Rigby and the school are now working to get a local laboratory to replicate the research to confirm the results, he said.
"I think it does have potential," said Charlie Powell, a science teacher overseeing the testing. "The best thing would be prevention, but prevention would drastically affect the economy. That's the ideal but probably not approachable for a long, long time, if not forever."
To treat or study?
The idea of chemically treating red tide has been around since the late 1940s, when the state first tried dispensing copper sulfate by boat and airplane, said Richardson. The experiment was not well thought out, he said.

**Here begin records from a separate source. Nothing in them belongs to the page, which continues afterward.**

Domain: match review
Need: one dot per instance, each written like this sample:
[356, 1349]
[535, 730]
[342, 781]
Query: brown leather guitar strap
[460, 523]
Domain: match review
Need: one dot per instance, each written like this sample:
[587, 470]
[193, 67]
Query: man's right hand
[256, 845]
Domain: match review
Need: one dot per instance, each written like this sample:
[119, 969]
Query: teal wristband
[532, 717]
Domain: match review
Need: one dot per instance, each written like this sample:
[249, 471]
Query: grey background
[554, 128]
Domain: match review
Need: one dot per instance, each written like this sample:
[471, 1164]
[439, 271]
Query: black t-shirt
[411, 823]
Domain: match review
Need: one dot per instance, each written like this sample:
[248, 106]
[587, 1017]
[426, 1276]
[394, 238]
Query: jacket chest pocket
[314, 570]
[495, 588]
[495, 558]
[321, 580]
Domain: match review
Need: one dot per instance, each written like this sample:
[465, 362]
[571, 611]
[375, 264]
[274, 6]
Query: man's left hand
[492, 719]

"It killed all the red tide, but it released a massive amount of toxins at once and that killed even more fish," he said. "It was not successful at all, in fact it made things worse."
In recent years, more state and federal funding has been directed to research methods to control red tide.
The shift to "mitigation" has come largely as the result of a lobbying effort by the group Solutions to Avoid Red Tide (START).
The money has been used to assess the economic impact of red tide, study human health risks, and create plans for a mitigation method using clay, a waste product of phosphate mining.
Red tide particles get stuck in the clay as it settles. The method is used in some countries in Asia. But, scientists still fear the toxins and other pollutants may get released from sediment.
Another method studied recently involved injections of ozone into the water. Ozone, however, kills indiscriminately.
Now, scientists have begun experimenting with bacteria and other biological processes to see if they could gobble up red tide organisms.
Meanwhile, Mote and FWRI are continuing research to detect red tide outbreaks and determine what causes them. Mote has developed its "Brevbuster" device, which gauges the concentration of red tide organisms.
And FWRI has recently funded a study of the nutrients that fertilize red tide.
Rigby said he feels the research industry has been spending funds on endless studies rather than developing ways to eliminate the bane.
Richardson, however, pointed out that any method to kill red tide would require knowing where it is blooming.
"To know that, you need research and monitoring, which is what Mote, FWRI and others are researching," he said.